✧ CATE ✧
O segundo dia na Domus Umbrae começou com uma leve ansiedade a pulsar no meu peito. Desde o momento em que abri os olhos, senti o peso da responsabilidade crescer, como se tudo o que aprendesse a partir de agora fosse crucial para o que estaria por vir.
Quando saí do quarto, não tinha encontrado Margarita ao pequeno-almoço, não a via desde a aula de ontem com Lysander, mas achei que poderia ter outras obrigações.
Após beber apenas um café pois não tinha fome alguma, dirigi-me então para a Sala do Saber Arcano, conforme indicado.
A sala era um espaço impressionante. As paredes de pedra antiga estavam cobertas de estantes repletas de livros e pergaminhos, alguns tão velhos que parecia que poderiam desintegrar-se com um toque. No centro da sala, havia uma mesa grande de madeira escura, cercada por cadeiras, e em cima dela estavam mapas, cartas estelares e objetos mágicos. A luz suave das lâmpadas flutuantes iluminava o ambiente de forma quase etérea.

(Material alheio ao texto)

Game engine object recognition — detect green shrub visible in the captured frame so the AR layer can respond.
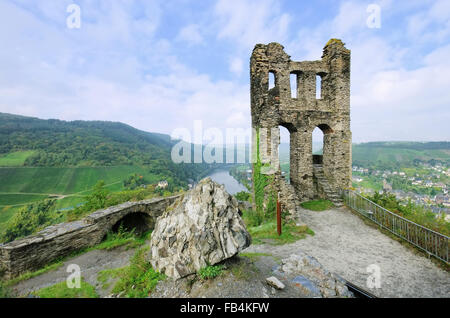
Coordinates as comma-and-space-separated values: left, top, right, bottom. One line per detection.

Laurus, o meu instrutor, estava à minha espera, com o seu olhar severo e o cabelo grisalho, de pé ao lado da mesa, com as mãos cruzadas atrás das costas. Tinha uma presença imponente, mas os olhos brilhavam com um certo entusiasmo que eu começava a associar aos eruditos.
— Bom dia, Cate, — cumprimentou ele, com um sorriso amável. — Hoje vamos abordar uma lição importante. Quero explicar-te como a magia se manifesta em Astralis, as suas divisões e influências. É um conhecimento essencial para compreenderes a tua própria natureza.
Assenti e sentei-me, ansiosa por aprender. A minha cabeça ainda fervilhava com as memórias dos últimos dias, mas sabia que precisava de respostas.
— Vamos começar pelos fundamentos, — disse Laurus, puxando um mapa antigo do mundo e estendendo-o na mesa à minha frente. — Em Astralis, existem três tipos principais de seres: os humanos, que não possuem magia; os Stellaris comuns, que têm acesso à magia básica; e os Stellaris com constelações, que são mais raros e possuem poderes específicos relacionados às suas estrelas.
Laurus apontou para diferentes partes do mapa, como se cada região estivesse associada a uma energia diferente.
— Todos os Stellaris possuem uma base mágica, — continuou ele. — Aqueles sem constelação têm habilidades limitadas e geralmente ligadas ao seu signo do zodíaco. Por exemplo, os signos de fogo conseguem manipular chamas de forma básica, enquanto os de água têm algum controlo sobre os líquidos. Os poderes são influenciados pela natureza do elemento associado ao signo.
Interrompi-o, com uma pergunta que me surgiu de repente.
— E quanto a quem tem uma constelação? Os poderes também são influenciados pelo signo?
Laurus sorriu, como se estivesse à espera da pergunta.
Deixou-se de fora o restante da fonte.